Why is it that we live in an age where everything, from fitness to charity, now has to be carried out in some attention-getting way?
Prove your fitness by going for 7-mile run in blazing heat up a mud-covered mountainside where death-defying stunts must be performed with your “tribe” or “team.”
Don’t get me wrong, people who do that stuff obviously are marching to a drummer whose beat is different from mine. I like working out, but I am not subjecting myself to mud and potential death. God bless those folks, though. They generally don’t look down on those of us who struggle for one more rep of an exercise. They’re inspiring in that “I’ll never understand why you do that but you’re amazing” sort of way.
But with this ice-bucket thing, it’s different. Seems that if you’re challenged, you either do it, record it and put it on YouTube where you join the viral minions, or you donate more than you can afford because someone dared you. Lest you be shamed, of course. Called a welcher or whatever. And, it’s not a choice, by the way. You donate even if you dump 10 gallons of ice over your head, assuming your heart still works after that.
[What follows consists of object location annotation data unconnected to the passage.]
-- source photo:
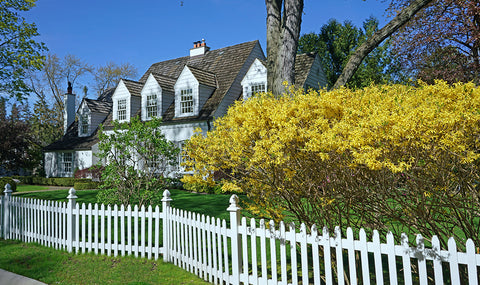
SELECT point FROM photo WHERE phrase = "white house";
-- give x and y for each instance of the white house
(187, 93)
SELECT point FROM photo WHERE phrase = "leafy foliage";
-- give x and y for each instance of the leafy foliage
(335, 44)
(139, 158)
(440, 42)
(18, 51)
(399, 158)
(16, 140)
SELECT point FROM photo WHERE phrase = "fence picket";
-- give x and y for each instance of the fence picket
(339, 255)
(350, 246)
(377, 257)
(206, 247)
(422, 263)
(293, 252)
(392, 263)
(407, 270)
(315, 256)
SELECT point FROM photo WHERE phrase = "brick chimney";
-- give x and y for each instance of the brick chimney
(199, 48)
(69, 108)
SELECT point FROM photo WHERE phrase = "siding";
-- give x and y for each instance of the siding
(184, 81)
(50, 164)
(257, 73)
(236, 89)
(182, 131)
(121, 92)
(151, 87)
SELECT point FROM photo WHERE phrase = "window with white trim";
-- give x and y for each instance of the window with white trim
(152, 106)
(122, 110)
(257, 88)
(186, 101)
(84, 124)
(66, 162)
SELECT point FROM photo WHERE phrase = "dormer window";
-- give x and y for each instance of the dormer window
(257, 88)
(122, 110)
(84, 122)
(186, 101)
(152, 106)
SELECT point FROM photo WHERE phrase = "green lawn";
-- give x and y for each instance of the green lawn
(59, 267)
(24, 188)
(208, 204)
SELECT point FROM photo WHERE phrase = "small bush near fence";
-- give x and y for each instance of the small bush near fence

Charity isn’t supposed to be a playground-style double-dog dare thing. I thought it was motivated out of our hearts, not out of showing off or being pushed. My family always taught that you give quietly and privately and from your ability to give, and that you never bragged about it. It was supposed to be about giving from what you have to help those less fortunate.
Again, please, don’t touch me with ALS, ever. I pray it touches no one I know.
But don’t dare me to ice myself down, either. What’s next? Touch your tongue to the flagpole in subzero weather to show your hate heart disease? How about picking up a charcoal briquette from the grille for cancer?
Give me good, old guilty shame any day. It’s worked for church support, the fight against cancer, the Red Cross, the United Way, the Salvation Army, Jerry’s Kids, and about a thousand other charities I could name if I think about it.
I”ll give. Just make me feel my cash is needed, or make me feel guilty and tell me where to send the check.